In der aktuellen Ausgabe des DZI-Magazins Soziale Arbeit, Heft 7.2022, berichtet Michael Herschelmann über die Ergebnisse aus der wissenschaftlichen Begleitung eines Modellprojekts zum Einsatz von Social Media im Kinderschutz aus Sicht von Jugendlichen.
Social Media spielen im Alltag von Jugendlichen eine herausragende Rolle. Mit ihnen sind nicht nur Gefahren verbunden, sie könnten in der Sozialen Arbeit auch produktiv genutzt werden. Ergebnisse aus der wissenschaftlichen Begleitung des Modellprojekts #hilfefürdich der niedersächsischen Kinderschutz-Zentren zeigen, dass dies jedoch nicht so einfach, sondern voraussetzungsvoll ist. Trotz hoher Einblendezahlen und positiver Bewertung kam es zu keiner erhöhten Inanspruchnahme.
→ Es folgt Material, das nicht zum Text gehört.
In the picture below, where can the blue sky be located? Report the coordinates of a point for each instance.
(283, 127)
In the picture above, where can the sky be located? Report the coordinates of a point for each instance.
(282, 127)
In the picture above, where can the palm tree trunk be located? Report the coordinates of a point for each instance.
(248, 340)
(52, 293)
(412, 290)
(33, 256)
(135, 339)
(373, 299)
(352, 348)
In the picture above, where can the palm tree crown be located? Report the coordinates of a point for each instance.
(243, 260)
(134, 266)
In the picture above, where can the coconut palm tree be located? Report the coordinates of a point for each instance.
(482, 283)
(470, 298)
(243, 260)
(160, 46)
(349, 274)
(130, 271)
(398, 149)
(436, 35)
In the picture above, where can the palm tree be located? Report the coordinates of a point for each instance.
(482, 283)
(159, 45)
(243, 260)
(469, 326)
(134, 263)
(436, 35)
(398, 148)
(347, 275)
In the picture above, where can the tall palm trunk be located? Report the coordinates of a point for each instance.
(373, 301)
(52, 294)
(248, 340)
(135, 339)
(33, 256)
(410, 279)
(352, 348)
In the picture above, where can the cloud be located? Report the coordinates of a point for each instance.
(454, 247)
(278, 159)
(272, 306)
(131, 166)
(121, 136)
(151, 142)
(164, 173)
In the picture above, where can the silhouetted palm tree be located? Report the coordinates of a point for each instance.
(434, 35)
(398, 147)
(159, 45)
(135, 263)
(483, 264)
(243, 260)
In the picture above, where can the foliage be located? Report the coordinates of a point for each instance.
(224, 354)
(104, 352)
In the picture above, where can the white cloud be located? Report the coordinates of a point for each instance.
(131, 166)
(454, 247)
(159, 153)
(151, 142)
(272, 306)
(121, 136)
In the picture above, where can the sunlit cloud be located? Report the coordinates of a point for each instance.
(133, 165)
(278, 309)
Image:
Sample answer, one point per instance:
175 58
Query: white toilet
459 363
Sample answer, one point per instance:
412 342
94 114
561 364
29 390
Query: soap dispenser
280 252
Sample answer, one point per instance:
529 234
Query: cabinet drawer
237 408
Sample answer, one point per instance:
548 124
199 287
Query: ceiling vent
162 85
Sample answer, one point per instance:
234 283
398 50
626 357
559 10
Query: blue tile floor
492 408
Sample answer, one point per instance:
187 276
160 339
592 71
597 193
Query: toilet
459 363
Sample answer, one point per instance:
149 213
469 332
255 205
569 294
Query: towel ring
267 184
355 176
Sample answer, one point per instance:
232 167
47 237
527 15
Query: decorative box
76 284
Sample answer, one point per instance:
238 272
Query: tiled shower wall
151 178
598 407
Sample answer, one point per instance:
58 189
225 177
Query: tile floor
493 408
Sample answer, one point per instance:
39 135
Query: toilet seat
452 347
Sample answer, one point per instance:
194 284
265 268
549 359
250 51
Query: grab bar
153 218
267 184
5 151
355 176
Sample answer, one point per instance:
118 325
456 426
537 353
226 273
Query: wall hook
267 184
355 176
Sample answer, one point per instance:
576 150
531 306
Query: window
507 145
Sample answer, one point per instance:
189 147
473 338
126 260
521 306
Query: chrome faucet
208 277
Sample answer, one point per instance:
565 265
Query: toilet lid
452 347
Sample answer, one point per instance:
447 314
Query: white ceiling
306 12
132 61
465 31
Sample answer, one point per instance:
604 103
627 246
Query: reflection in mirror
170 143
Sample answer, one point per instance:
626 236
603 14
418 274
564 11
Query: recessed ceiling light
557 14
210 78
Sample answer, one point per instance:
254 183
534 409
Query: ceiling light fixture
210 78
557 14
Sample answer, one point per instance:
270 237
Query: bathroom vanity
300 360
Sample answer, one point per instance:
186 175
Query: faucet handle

Parallel durchgeführte Fokusgruppen mit Jugendlichen erhellen sowohl die Hemmnisse, als auch förderliche Aspekte.
Gute Bewertung aber viele Hemmschwellen
So wurden beispielsweise die Bilderfolgen, der genutzte Hastag und die sprachliche und inhaltliche Umsetzung als "gut gemacht" bewertet - allerdings würden die meisten Jugendlichen die Hilfe für sich dennoch nicht in Anspruch nehmen. Die größten Hemmschwellen und Barrieren im Zugang zu den Hilfen sind laut der Studie verschiedene Ängste der Jugendlichen, aber auch individuelle Präferenzen der Zugangswege oder Ansichten dazu, wann beziehungsweise von wem Hilfeeinrichtungen genutzt werden würden.
Kontaktaufnahme als komplexer Prozess
Aus den Aussagen der Jugendlichen zu förderlichen Aspekten im Zugang zu Hilfen wird deutlich, dass es ein Prozess ist, bis Hilfe angenommen wird. Dabei sollte auf Dialog und Beziehung gesetzt werden, nicht allein auf Technik. Als mögliche Reihenfolge, so Herschelmann, zeigt sich der Weg von einem Chat zum Telefongespräch und daran anschließend unter Umständen persönliche Gespräche.
Erhebliches Potenzial trotz enormer Herausforderungen
Vor diesem Hintergrund wird deutlich, dass Social Media erhebliches Potenzial zur Verbesserung des Zugangs zu Hilfen haben. Allerdings komme es darauf an, so das Fazit, neben der Intensivierung der Social Media Präsenz diese in Richtung einer interaktiven, dialogischen, beziehungsorientierten Ausgestaltung weiterzuentwickeln. Dabei ergeben sich enorme Herausforderung hinsichtlich fachlicher Standards, sowohl in der Absicherung struktureller Anforderungen als auch in der Gestaltung von Interaktionsbeziehungen. Es bedarf weiterer Erprobungs- und Entwicklungsarbeit, begleitender forschung und Qualifizierung der Fachkräfte.